The first part of the program will require similar code to what you learned last time to read the sequence into the computer. 

For the second part, we will need to introduce some new programming concepts **for loops** and **if statements**. 

To simplify things, lets first think through how you wrote out the complementary sequence in the 'AGCCCTCCA' example above. 

You probably started with the first letter, A, decided what the complementary base pair should be, a T, and then moved onto the second letter. 
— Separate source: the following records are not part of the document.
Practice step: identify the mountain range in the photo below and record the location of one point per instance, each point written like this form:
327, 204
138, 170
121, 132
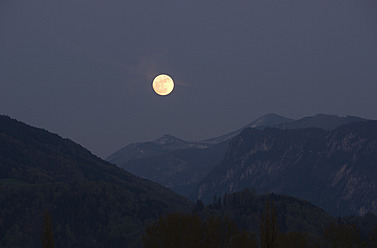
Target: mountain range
93, 203
334, 169
182, 165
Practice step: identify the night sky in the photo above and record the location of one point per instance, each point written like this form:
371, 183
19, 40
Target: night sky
83, 69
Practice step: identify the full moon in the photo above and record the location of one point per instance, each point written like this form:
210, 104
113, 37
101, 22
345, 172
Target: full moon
163, 85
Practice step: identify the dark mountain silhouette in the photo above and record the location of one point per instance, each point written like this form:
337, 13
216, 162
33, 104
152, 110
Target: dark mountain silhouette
92, 203
181, 165
335, 169
327, 122
293, 215
177, 164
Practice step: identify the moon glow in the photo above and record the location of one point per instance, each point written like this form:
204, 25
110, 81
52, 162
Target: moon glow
163, 85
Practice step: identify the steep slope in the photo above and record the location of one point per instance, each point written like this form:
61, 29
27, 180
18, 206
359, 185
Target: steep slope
181, 165
93, 203
267, 120
178, 164
180, 170
335, 170
327, 122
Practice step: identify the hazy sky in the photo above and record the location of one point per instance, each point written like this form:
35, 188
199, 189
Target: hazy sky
84, 69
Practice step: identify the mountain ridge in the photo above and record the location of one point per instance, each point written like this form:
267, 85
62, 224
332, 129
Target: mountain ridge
333, 169
93, 203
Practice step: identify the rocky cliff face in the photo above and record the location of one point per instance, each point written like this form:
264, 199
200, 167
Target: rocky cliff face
335, 170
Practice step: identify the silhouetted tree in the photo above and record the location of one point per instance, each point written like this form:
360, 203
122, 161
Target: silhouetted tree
343, 236
48, 232
372, 238
293, 240
269, 230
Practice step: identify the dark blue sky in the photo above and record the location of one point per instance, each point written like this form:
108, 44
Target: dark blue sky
83, 69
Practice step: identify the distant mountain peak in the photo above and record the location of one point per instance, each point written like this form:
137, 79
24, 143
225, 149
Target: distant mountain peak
270, 119
167, 139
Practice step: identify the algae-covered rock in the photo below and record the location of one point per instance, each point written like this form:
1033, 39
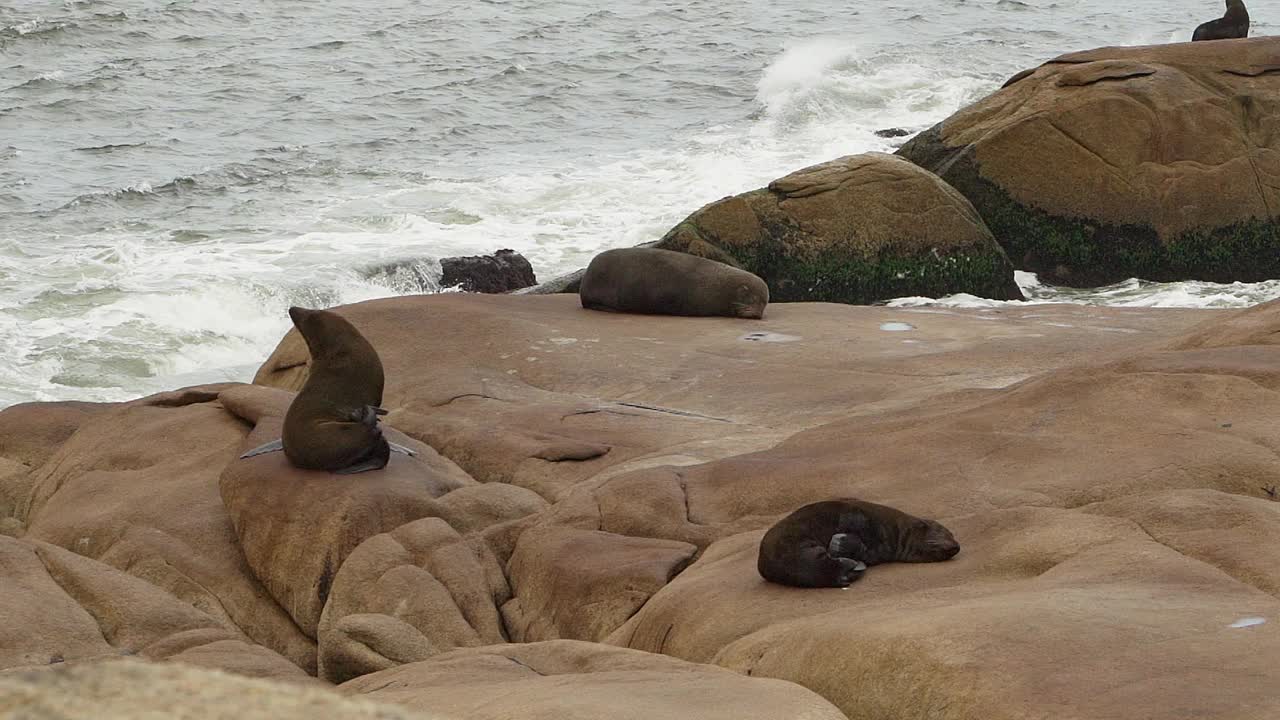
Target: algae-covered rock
1161, 163
856, 229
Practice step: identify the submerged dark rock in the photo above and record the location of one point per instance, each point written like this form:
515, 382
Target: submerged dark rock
502, 272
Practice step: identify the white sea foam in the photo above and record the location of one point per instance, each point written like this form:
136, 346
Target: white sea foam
115, 311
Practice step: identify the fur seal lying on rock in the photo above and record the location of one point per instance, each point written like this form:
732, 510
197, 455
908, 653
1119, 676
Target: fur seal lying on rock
333, 422
831, 543
1234, 23
664, 282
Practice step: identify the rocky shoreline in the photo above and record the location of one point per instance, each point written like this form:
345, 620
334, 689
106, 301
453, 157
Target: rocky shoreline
589, 483
576, 533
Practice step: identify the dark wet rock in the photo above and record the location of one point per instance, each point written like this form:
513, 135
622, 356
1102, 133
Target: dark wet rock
502, 272
568, 283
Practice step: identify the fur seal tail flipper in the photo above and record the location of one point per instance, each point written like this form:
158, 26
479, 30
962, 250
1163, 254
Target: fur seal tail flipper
362, 466
274, 446
402, 450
The programming concept that lets you repeat the same process for each letter is what's called a **for loop**. Let's look at a simple example of a for loop first. 

In this first case we will just have the computer write out the original sequence so you can see clearly what the for statement does. 


In [1]:
for i in 'AGCCCTCCA':
    print (i)

A
G
C
C
C
T
C
C
A


To write out the complementary sequence instead of the original sequence, for each letter we want the computer to consider if the original basepair is an A,T,G or C and write out T if the original base pair is an A, A if the original base pair is a T, C if the original base pair is a G and G if the original base pair is a C. 

In Python you can code this decision making process using **if** statements. 

In [2]:
#Write out the complementary sequence for a DNA sequence
for i in 'AGCCCTCCA':
    if  i=='A':
        print ('T')
    if i=='T':
        print ('A')
    if i=='G':
        print ('C')
    if i=='C':
        print ('G') 

T
C
G
G
G
A
G
G
T


The code above successfully prints out the complementary sequence, but our goal is not just to print out the sequence to the screen, but to print out the sequence into a file. 

We will need to introduce a variable where we store the complementary sequence so we can call it later to print the sequence or write to a file. 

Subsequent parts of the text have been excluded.